The tailings quite useful at both Timmins West and Bell Creek now for the pace backfills. So that allows us more and more. So it does there’s an offset with the cost of pace and the cost of cement that we add to the pace, which is an added cost, we get a benefit for less cost on the tailings facility. But the other big benefit, as you mentioned, as we get to mine more tonnes of ore resources for every meter of development. So net-net, we don’t see a significant cost decrease, but bringing in the pace we see we see a similar cost with much more reserve recovery than what we saw before.

Don DeMarco : Okay. That’s helpful. And then as a final question, Michael, do you have any comments on the recent M&A in the solar space, of course, referring to Gatos and SilverCrest. You’re the dominant player in the sector. Are you comfortable with your level of silver production as a percent of revenue, or are you looking at M&A from a different perspective now that these acquisitions have occurred.

Michael Steinmann : Well, look, we are a completely different sized company, obviously. And when you look at our M&A strategy, we are always looking around, of course. We are always interested in buying high-quality long-life assets that fit into our cost structure. And that those are really some absolutely important parameters that an asset we look at or go after has to fulfill. We’re looking at accretive transactions. And I think we have shown that very clearly the Tahoe very clearly with the amount of transaction lately, what we are looking for. And those that’s really in our focus. So it’s — of course, it’s nice to find silver assets. So as you know, we already have most of the very large silver assets in our portfolio, either in our resource or in our resources there still has — obviously, some work needs to be done to bring them either back or bring them into production, but we hold the biggest reserve and biggest resource of silver.

And as I always say, the current picture of silver and gold production is just a picture in time, which will obviously change.
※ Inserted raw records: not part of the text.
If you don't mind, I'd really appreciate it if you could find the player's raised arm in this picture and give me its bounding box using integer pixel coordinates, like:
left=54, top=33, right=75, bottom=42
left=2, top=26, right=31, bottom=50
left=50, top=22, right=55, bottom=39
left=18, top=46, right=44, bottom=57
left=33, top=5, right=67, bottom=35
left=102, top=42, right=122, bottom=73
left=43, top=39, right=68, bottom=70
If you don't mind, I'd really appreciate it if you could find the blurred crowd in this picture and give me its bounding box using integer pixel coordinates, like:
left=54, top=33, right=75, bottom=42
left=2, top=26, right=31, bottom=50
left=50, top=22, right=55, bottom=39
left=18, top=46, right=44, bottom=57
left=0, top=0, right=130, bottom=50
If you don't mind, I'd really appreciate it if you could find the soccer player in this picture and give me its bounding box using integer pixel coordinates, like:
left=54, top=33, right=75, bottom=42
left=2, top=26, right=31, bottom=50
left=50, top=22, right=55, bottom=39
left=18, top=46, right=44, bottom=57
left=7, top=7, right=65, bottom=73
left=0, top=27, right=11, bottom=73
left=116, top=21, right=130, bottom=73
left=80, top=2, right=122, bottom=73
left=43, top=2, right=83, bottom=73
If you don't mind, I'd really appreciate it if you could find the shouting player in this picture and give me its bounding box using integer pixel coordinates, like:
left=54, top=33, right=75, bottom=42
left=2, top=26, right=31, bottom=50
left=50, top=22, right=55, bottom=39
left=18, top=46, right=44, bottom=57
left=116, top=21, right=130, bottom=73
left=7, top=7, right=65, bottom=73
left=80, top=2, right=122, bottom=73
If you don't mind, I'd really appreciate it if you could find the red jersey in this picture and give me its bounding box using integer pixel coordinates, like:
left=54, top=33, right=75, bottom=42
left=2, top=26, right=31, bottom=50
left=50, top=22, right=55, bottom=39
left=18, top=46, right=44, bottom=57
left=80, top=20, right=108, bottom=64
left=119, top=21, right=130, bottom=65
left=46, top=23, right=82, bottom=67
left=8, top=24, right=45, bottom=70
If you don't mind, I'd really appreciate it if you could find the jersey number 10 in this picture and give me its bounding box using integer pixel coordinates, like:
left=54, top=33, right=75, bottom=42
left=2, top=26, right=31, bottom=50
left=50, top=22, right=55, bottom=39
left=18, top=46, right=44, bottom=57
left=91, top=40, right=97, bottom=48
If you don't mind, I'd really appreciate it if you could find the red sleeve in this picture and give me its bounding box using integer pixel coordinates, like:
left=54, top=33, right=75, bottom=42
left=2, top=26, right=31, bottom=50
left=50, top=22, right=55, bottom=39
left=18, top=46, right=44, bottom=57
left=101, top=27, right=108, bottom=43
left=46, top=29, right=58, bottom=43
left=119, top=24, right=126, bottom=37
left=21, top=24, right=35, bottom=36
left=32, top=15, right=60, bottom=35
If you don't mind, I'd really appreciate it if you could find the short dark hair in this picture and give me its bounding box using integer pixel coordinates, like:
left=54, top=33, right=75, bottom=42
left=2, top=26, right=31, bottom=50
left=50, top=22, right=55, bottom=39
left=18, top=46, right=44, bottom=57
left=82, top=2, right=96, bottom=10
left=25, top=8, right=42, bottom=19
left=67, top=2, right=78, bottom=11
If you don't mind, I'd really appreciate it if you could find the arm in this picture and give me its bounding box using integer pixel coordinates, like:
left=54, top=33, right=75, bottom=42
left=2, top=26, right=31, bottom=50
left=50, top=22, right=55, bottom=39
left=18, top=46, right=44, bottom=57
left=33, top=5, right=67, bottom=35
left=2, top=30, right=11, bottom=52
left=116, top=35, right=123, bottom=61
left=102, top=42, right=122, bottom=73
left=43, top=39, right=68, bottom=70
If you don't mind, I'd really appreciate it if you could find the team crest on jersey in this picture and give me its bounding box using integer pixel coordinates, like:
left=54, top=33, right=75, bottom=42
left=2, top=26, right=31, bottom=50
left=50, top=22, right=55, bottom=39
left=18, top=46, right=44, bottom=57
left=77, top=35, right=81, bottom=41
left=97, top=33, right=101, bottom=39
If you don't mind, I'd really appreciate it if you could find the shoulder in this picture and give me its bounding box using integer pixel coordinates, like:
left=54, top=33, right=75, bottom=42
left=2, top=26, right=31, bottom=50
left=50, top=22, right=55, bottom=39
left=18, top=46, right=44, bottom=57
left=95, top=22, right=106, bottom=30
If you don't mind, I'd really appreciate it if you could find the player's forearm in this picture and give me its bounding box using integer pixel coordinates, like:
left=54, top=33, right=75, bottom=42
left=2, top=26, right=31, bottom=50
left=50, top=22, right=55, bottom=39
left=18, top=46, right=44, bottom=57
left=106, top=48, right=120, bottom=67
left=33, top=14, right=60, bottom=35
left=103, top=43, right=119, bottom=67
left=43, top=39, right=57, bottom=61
And if you have to discount with a very, very large silver production as well, you can very clearly see where this is going. So we are not — obviously not interested in looking at smaller assets. As you noticed over the last — since the transaction with Yamana we divested a lot of the smaller assets, simplified — and improved the quality and simplified our portfolio. I think you see the result this quarter with very, very strong financials. And that was really the path we wanted to do. So of course, looking — continue looking around for opportunity. I think we’re in an incredibly strong position of an incredibly strong balance sheet, especially after we closed the La Arena transaction.
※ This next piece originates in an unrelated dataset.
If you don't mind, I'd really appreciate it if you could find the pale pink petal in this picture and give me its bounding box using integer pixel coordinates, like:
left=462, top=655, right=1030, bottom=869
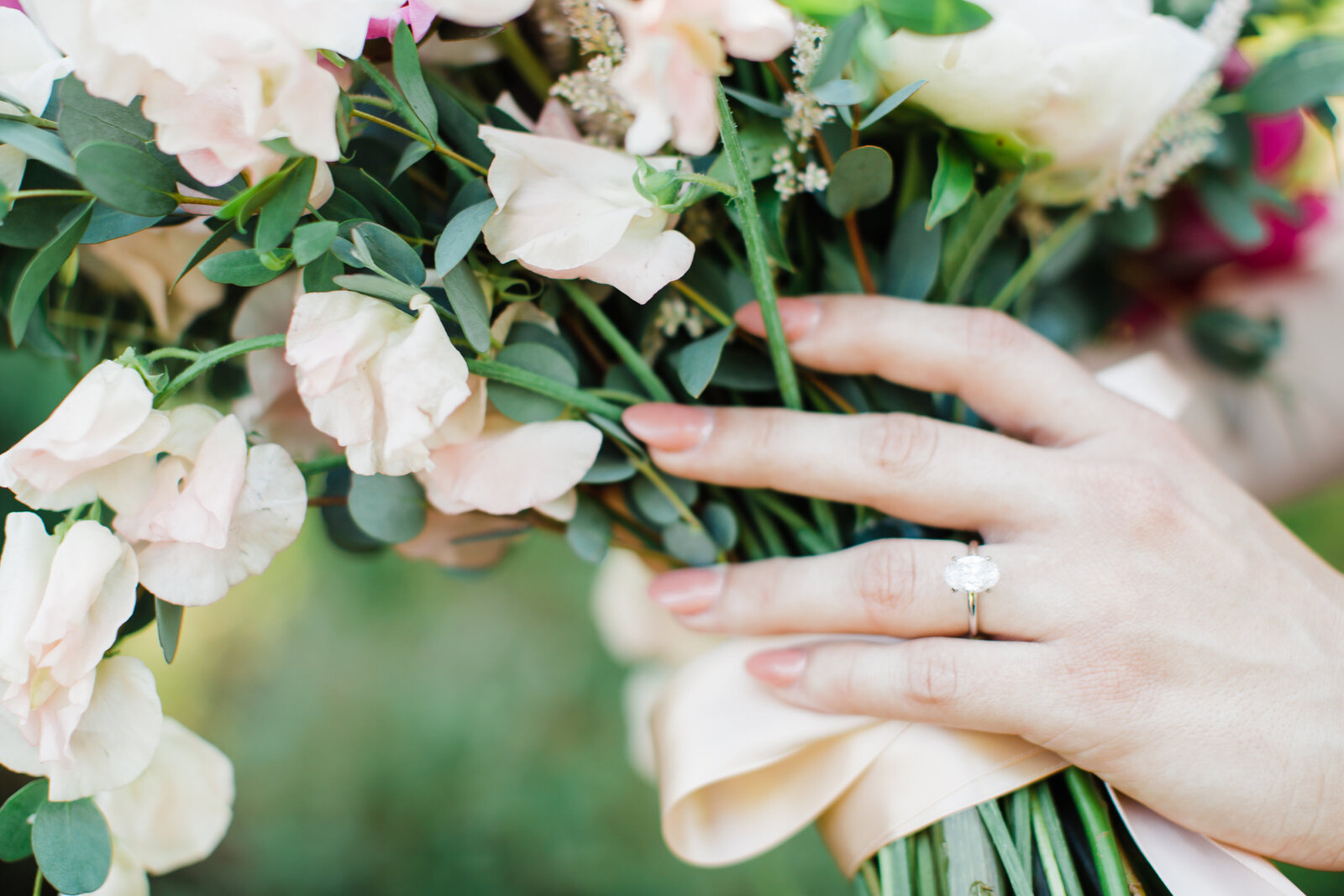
left=96, top=719, right=234, bottom=874
left=419, top=418, right=602, bottom=516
And we are ready. We did the integration very successfully. And I think we are we’ll be ready for the next transaction. But as I said, it has to be very, very disciplined in that. So it has to be accretive. It has to be upsized and cost structure that fits into our company.

Don DeMarco : Okay. Thank you very much for that. That’s all for me. Good luck with Q4.

Michael Steinmann : Thank you.

Operator: Thank you. [Operator Instructions] No further questions at this time. I will now hand the call back to Mr. Michael Steinmann for any closing remarks.

Michael Steinmann: Yeah. Thanks, everyone, for calling in, and very busy day for everybody for the whole world, obviously, looking at political events in the U.S. But Q3 has been a great quarter for us, very, very strong cash flow, free cash flow, operational cash flow, production, cost control just across the board, very strong quarter, and I’m really looking forward to Q4, which is historically always our strongest quarter as well. This is a great time to be in precious metals. It’s a great time to be in silver and gold. And we are the dominant player in this space, really looking forward to next quarter and looking forward to share in January our annual production looking backwards and looking forward with our forecast for 2025 with our budget numbers. Until then, have a great time. Thank you, everyone.

Operator: Thank you. And that concludes our conference today. Thank you for participating. You may all disconnect.